第16話 ほのぼのデート

 ボウリングを終え。

 少し足早に、ゲームセンターへやって来た。


 これは、ボウリング中に花蓮の携帯カバーを見たため。

 いや見せられたため。

 ツーショットな、シール。


「ぐぬぬ。おのれ。何処までも」

 地の底から響くような声を、くみが出していた。


 強引に、引っ張って行かれ、5枚中3枚は、後頭部しか写っていない。

 説明は、不要だろう。


 何とか写真は撮り、脇にあったビリヤードをする事にした。

「大昔。凄い人気があったんだって」

 そんな事を、言いながら。キューを振り回す千夏ちゃん。


「危ないから、振り回さないで」

 目の前に来たキューを、掴んで止める。


「ごめんなさい」


 さてやるかとなったが、ルールも何も分からない。

 説明を読むと、ナインゲームが簡単そうなのでやってみる。


 手玉を、キューで突いて、1番から順に落としていくが、9を落とせば勝ち。

 無論途中で、1番に当たった玉が跳ね返り。9番を落とし。手玉が落ちなければ勝ちになる。
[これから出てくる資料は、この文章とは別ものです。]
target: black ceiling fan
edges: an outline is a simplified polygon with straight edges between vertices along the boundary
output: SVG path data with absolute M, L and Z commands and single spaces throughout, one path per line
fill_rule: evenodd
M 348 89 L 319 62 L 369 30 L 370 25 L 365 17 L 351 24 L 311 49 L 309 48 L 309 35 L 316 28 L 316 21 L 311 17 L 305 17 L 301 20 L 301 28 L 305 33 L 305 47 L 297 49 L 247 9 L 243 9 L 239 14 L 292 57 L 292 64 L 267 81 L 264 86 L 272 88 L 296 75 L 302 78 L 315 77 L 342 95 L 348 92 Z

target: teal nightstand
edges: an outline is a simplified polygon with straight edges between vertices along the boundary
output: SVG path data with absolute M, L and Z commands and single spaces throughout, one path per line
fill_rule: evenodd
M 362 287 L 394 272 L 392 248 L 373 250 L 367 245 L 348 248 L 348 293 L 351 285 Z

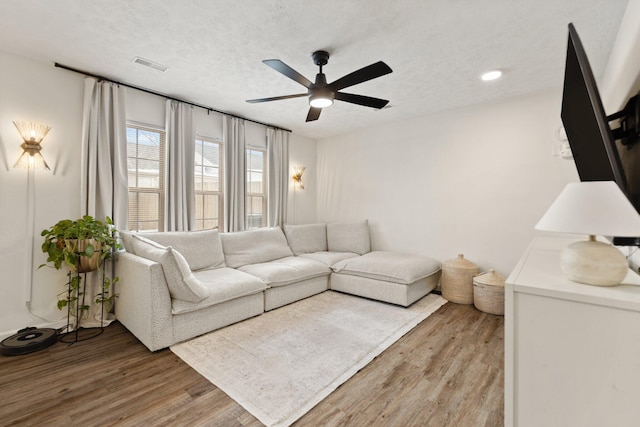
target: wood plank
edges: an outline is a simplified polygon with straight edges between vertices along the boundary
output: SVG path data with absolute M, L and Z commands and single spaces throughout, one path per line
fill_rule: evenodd
M 295 426 L 500 426 L 504 322 L 448 303 Z M 0 357 L 0 425 L 262 424 L 168 349 L 118 322 L 96 338 Z

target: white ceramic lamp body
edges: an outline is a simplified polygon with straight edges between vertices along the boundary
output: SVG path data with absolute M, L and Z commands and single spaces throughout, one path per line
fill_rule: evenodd
M 560 268 L 574 282 L 615 286 L 627 275 L 628 264 L 615 246 L 593 239 L 575 242 L 564 248 L 560 254 Z
M 638 237 L 640 215 L 615 182 L 580 182 L 565 187 L 535 228 L 589 235 L 589 240 L 562 251 L 562 271 L 575 282 L 614 286 L 624 280 L 627 260 L 615 246 L 594 236 Z

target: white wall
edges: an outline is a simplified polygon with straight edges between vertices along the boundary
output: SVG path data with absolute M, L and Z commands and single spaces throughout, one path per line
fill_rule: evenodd
M 289 138 L 289 176 L 293 176 L 294 166 L 306 166 L 302 175 L 304 189 L 294 188 L 289 180 L 289 200 L 287 223 L 310 224 L 316 221 L 317 168 L 316 140 L 292 134 Z
M 607 114 L 640 91 L 640 0 L 629 0 L 600 84 Z
M 0 336 L 25 326 L 43 326 L 62 318 L 57 294 L 65 289 L 62 271 L 38 265 L 40 232 L 62 218 L 80 215 L 80 139 L 83 81 L 77 74 L 0 52 Z M 33 225 L 28 212 L 28 172 L 13 169 L 22 140 L 12 121 L 51 126 L 42 154 L 52 171 L 36 171 Z M 32 234 L 32 230 L 34 231 Z M 33 262 L 28 264 L 32 245 Z M 26 307 L 33 272 L 33 313 Z
M 458 253 L 507 275 L 565 184 L 560 90 L 318 141 L 318 219 L 368 218 L 374 249 Z

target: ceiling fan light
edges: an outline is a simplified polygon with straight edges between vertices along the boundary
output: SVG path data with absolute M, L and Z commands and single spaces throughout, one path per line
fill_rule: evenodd
M 333 105 L 333 98 L 326 94 L 311 95 L 309 97 L 309 105 L 314 108 L 324 108 Z

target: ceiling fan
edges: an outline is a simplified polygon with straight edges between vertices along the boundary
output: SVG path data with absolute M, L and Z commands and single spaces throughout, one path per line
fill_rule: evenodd
M 375 64 L 371 64 L 367 67 L 356 70 L 353 73 L 347 74 L 332 83 L 327 83 L 327 77 L 322 72 L 322 66 L 327 65 L 327 62 L 329 62 L 329 53 L 324 50 L 318 50 L 313 52 L 311 57 L 313 58 L 313 63 L 320 67 L 320 72 L 316 74 L 316 81 L 314 83 L 279 59 L 265 59 L 262 61 L 277 72 L 284 74 L 291 80 L 294 80 L 306 87 L 307 93 L 275 96 L 272 98 L 248 99 L 247 102 L 254 104 L 258 102 L 277 101 L 280 99 L 308 96 L 310 108 L 309 113 L 307 114 L 307 122 L 318 120 L 320 112 L 322 112 L 322 108 L 332 105 L 333 101 L 336 99 L 338 101 L 350 102 L 352 104 L 364 105 L 365 107 L 377 109 L 384 107 L 389 102 L 386 99 L 339 92 L 341 89 L 346 87 L 354 86 L 391 73 L 393 70 L 391 70 L 391 68 L 384 62 L 378 61 Z

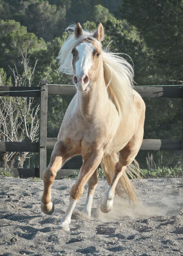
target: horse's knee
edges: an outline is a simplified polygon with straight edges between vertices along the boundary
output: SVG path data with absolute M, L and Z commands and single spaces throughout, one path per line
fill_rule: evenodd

 ラックにダイヤモンド型に玉を入れる。9番は真ん中。1番は手前。

 ルールとしては、1番から、反時計方法に2番3番頂点に置き隙間を5と6。7と8で埋める方法とか色々ある。

 1番を、フットスポットのマークに合わせて静かに枠を外す。


 本当は、バンキングという。ヘッドラインから玉をついてクッションで跳ね返り手前のクッションとどちらが近い距離かを競う方法があるが、下手なのでバンキングで的玉にあてそうだ。

 素直にじゃんけんをする。


 くみが勝ったようだ。

 ヘッドラインから、ブレイクを打つが、テーブルの脇にうってある2番目のポイントマーク。ヘッドスポットを結んだラインから、わずかに出ている。

「くみ。はみ出している」

 そう言うと、お尻や、胸辺りを気にする。


「違う。ヘッドラインから手玉が出てる」

「あっ。ああ。そっち」

 位置を修正し、ブレイクできなかった。

 キューは手玉の上を見事にかする。


 くみのファールにより、選手交代。

 花蓮がブレイクをする。

 凄いスピードでブレイクされた玉は、いくつかポケットする。

 花蓮がむふーという感じで、くみを見て。

 次を突こうとして、手玉。つまり白玉がない事に気がつく。

 ゴトンと音がして、白玉がリターン部分へ落ちてくる。

 

 無言で、落ちたボールを、フットスポット付近へ並べる。


 手玉フリーで、くみは1番を落としに行く。


 なかなか緊迫した試合をしているが。


 こちらは俺に叱られ、ズボンを穿いているが、千夏ちゃんは、膝丈のフレアスカート。明智君の視線がやばい。


 まあ直接的に覗かなければ大丈夫だろう。

 そう思った矢先。

 明智君が薄くなる。


 あー力。それも質の悪いものを。

 カメレオン的な、保護色かな?

 どういう原理か、服まで色が変わるという事は、周辺に霧でも纏っているのか?


 思わず近付き小突く。

「馬鹿野郎、こんな所で逆に目立つ。力を使うな」

「そう言うと、かなり驚いていた」

「見えるのか?」

「ああ俺には見えるな」

 そう言うと、がっかりしていた。


 その後、あぶれた俺は、ゲーセンでぬいぐるみを一つ取り。抱えて戻る。

「勝ちました」

 結局、くみが勝ったようだ。

 丁度良いから、ばふっとぬいぐるみを押しつける。

「勝利者へのプレゼント」

 嬉しそうではあるが、これじゃない感がくみから漂う。


 そこから、休憩がてら、フードコートへ向かう。

 根回しじゃんけんで、一人明智を負けさせ、買いに行かせたすきに、千夏ちゃんに二人が、状態を問い詰める。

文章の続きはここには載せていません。